Устроившись поудобнее, он стал размышлять. Голова у него ужасно болела, но сознание было ясным. Только память ему изменила и, если сейчас он все забыл, то, по крайней мере, мог соединить известные ему факты.

Он решил, что из развития событий следует единственный вывод — он и девушка должны что-то сделать. Во всяком случае, она. Недаром она постоянно опекала его, рассказывала одну историю за другой, и у нее это очень хорошо получалось, словно она привыкла к этому. Возможно, так оно и было.

Убеждение, что она его жена, возникло у него не сразу. Чем больше он думал об этом, тем вероятнее оно становилось. Вот она здесь, ведет его машину, по-матерински заботится о нем, героически лжет ради него. Наконец, машина Джорджа! Впервые после того, как он пришел в сознание в больничной палате, ему показалось, что жизнь начинает налаживаться. Исчезло это безграничное одиночество. На душе сделалось не просто легко, но и радостно и он опять посмотрел в темноте на девушку.

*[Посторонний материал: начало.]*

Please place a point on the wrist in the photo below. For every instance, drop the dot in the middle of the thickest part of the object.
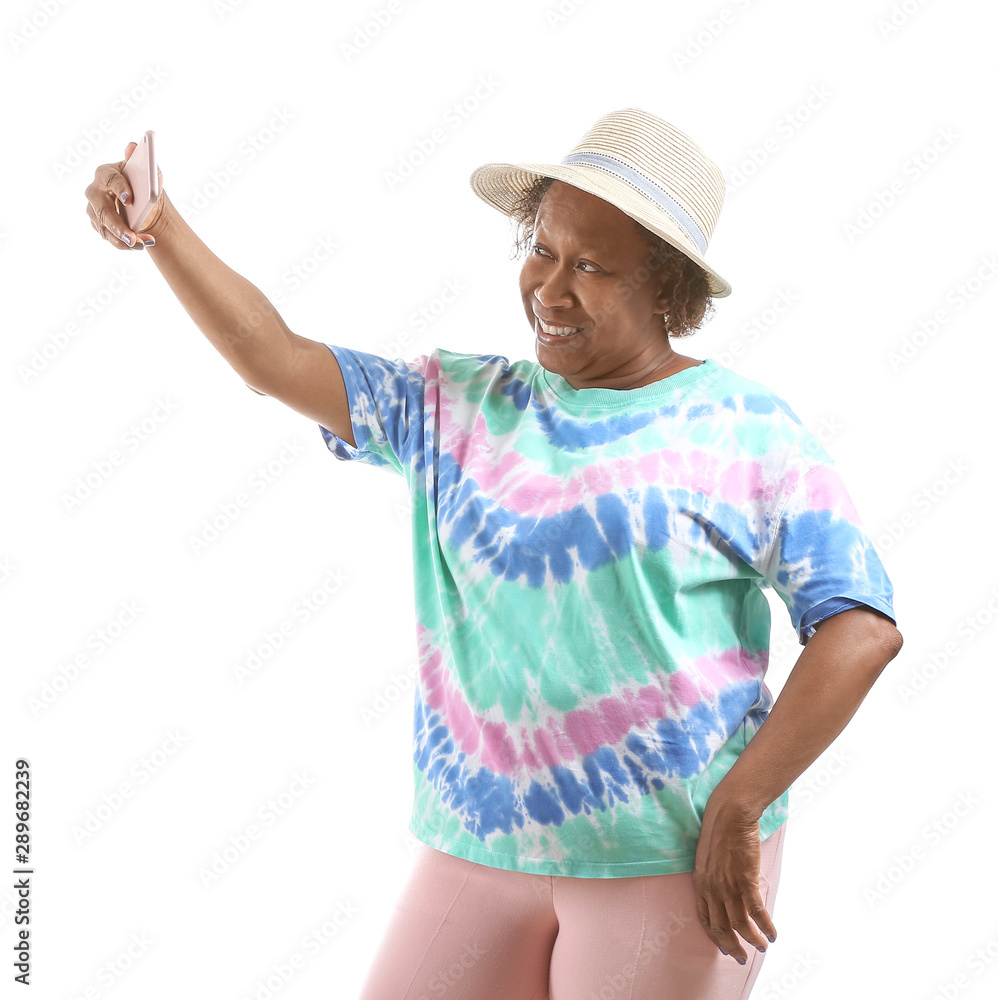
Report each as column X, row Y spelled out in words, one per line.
column 730, row 802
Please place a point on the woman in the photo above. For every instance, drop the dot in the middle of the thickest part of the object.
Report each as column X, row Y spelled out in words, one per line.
column 600, row 774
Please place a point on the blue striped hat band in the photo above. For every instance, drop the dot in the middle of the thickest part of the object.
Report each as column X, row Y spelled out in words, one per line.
column 652, row 191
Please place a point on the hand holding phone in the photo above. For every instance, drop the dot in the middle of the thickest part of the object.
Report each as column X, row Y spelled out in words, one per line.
column 142, row 174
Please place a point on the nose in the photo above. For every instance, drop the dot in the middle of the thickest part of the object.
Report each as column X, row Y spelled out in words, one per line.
column 553, row 289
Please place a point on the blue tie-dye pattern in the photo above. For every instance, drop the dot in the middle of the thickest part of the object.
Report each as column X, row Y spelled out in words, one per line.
column 573, row 434
column 395, row 426
column 488, row 802
column 810, row 534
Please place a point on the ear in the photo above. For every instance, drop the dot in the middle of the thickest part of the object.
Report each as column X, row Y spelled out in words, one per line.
column 663, row 301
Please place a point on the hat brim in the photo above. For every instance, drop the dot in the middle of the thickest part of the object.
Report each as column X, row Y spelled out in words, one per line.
column 501, row 185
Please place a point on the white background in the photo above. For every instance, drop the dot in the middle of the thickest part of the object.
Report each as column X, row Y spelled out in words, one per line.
column 813, row 112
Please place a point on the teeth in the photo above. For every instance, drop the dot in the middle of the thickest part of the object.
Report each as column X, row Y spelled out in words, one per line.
column 558, row 331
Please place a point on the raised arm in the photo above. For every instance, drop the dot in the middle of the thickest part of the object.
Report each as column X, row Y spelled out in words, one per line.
column 235, row 316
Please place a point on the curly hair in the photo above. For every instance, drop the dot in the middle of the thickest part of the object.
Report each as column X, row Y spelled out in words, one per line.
column 691, row 301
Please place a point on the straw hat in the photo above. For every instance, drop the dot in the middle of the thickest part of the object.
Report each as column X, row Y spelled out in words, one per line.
column 641, row 164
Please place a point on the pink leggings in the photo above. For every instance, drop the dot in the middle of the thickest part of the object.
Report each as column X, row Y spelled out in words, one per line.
column 465, row 931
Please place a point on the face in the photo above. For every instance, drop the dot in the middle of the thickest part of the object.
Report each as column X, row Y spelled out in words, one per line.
column 590, row 269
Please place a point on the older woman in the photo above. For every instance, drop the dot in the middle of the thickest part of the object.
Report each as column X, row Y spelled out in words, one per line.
column 600, row 772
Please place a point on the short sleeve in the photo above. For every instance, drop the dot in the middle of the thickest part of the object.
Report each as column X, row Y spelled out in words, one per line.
column 386, row 408
column 822, row 560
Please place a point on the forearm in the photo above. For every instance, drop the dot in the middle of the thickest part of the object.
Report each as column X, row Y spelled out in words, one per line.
column 832, row 676
column 235, row 316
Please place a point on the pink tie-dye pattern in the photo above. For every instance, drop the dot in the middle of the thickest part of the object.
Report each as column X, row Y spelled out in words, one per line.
column 518, row 487
column 580, row 731
column 824, row 492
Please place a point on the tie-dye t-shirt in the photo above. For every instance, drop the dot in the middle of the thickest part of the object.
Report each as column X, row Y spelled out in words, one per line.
column 592, row 631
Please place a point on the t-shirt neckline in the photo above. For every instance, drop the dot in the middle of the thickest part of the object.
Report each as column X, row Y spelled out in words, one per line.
column 610, row 398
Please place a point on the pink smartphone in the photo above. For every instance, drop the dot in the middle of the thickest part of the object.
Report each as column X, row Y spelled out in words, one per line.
column 143, row 178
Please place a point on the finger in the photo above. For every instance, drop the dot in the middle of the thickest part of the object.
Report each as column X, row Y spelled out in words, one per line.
column 748, row 915
column 715, row 922
column 111, row 226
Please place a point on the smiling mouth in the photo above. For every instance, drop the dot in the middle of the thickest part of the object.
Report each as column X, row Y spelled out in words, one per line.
column 557, row 331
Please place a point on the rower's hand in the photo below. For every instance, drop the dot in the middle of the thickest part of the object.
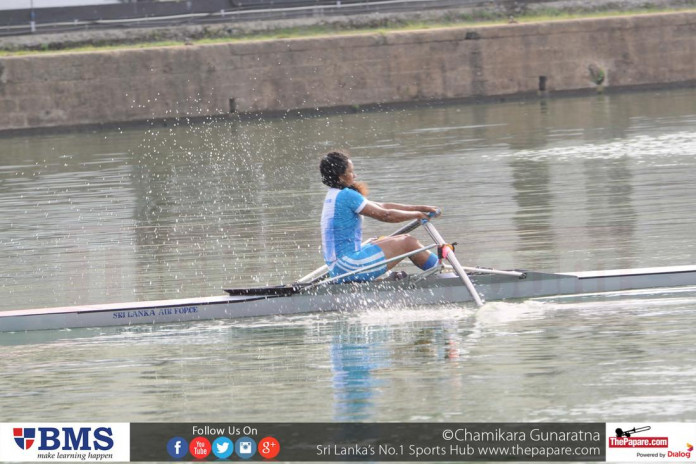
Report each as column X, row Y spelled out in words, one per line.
column 432, row 211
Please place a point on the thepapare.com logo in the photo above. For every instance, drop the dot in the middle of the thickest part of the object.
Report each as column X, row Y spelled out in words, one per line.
column 66, row 442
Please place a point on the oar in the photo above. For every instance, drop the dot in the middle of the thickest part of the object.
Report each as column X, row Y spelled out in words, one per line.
column 437, row 238
column 320, row 273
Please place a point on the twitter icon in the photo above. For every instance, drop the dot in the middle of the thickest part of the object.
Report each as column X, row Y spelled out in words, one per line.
column 223, row 447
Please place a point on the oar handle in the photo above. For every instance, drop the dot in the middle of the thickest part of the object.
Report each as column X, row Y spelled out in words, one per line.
column 432, row 215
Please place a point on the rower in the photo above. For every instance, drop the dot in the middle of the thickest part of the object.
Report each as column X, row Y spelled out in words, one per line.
column 341, row 225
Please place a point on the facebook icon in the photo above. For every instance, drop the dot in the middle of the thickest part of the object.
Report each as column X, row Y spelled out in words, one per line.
column 177, row 447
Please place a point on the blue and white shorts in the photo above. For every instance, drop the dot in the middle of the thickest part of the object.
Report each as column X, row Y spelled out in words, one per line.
column 369, row 254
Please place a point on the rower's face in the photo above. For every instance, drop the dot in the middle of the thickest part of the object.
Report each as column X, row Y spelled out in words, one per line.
column 348, row 178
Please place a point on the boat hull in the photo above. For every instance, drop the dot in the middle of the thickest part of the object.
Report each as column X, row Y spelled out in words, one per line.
column 440, row 289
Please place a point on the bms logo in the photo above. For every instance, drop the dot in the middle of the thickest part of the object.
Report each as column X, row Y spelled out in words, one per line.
column 24, row 437
column 65, row 438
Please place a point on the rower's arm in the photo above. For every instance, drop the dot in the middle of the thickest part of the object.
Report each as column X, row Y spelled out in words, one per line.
column 386, row 212
column 421, row 208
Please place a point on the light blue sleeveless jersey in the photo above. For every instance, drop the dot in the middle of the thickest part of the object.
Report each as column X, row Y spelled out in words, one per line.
column 341, row 223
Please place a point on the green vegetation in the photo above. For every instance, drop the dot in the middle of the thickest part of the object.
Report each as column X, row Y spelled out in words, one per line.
column 230, row 33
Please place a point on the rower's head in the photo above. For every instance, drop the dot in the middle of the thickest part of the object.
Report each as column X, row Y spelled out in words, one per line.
column 337, row 170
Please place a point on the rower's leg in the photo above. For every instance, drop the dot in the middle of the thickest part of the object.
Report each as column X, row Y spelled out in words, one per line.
column 400, row 244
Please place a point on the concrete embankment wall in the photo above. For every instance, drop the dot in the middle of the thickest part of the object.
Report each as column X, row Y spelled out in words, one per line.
column 115, row 87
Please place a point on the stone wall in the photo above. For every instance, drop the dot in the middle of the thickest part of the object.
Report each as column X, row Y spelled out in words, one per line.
column 130, row 85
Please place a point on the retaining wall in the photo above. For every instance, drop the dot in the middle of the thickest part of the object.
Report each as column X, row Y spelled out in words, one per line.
column 129, row 85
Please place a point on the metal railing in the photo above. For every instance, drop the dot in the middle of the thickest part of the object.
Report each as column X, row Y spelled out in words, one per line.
column 20, row 22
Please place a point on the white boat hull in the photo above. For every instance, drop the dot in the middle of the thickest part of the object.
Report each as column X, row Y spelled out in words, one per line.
column 443, row 288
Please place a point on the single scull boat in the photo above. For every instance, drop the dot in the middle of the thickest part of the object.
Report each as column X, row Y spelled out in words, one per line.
column 315, row 293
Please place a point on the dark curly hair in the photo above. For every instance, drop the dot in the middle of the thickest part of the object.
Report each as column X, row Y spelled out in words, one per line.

Она вела отлично, уверенно и с необычной любовью к машине. Он это оценил. Многие относились к мотору как к чему-то враждебному, мстительному, пытались подчинить себе машину и управлять ею твердой рукой. Ему нравился ее голос — чистый, ясный, хорошо поставленный, влекуще молодой. Он только сейчас смог вспомнить ее лицо, после того как мельком увидел ее в больничном вестибюле, но ему нравились и посадка ее головы и прямые, сильные плечи. Он приободрился. Если она его жена, значит, с ним все в порядке. Ему уже раз или два начинало казаться, будто он какой-то мошенник. Его это очень расстроило и он решил, что такое предположение ошибочно по сути, и его необходимо отвергнуть. Но ведь он открыл пожарный шкаф шпилькой, а в разговоре полицейского с медсестрой прозвучали загадочные слова о деньгах. Почему это должно выглядеть странным, если его самого подобрали с кучей денег? Почему власти убеждены, что он убил полицейского? Видел ли это кто-нибудь своими глазами? Да и мог ли он убить?

Он не чувствовал в себе особой жестокости. Но что он вообще за человек?

Последний вопрос вынудил его начать все сначала. У него не было о себе никакого представления. С виду он, наверное, довольно высок и худ. У него копна густых волос и все зубы свои. Без зеркала он больше ничего не мог сказать.

У него создалось впечатление, что девушка молода, возможно, очень молода, и он задумался, сколько же ему лет. Он был крепок, и, если не считать естественного потрясения от случившегося, после которого у него ныли суставы и кружилась голова, ощущал, что он в хорошей форме. Он продолжал размышлять. Ясно, что он уже не мальчик, но, с другой стороны, и отнюдь не стар. В конце концов он остановился на двадцати девяти годах. Это и впрямь был хороший возраст, а старше он себе не казался.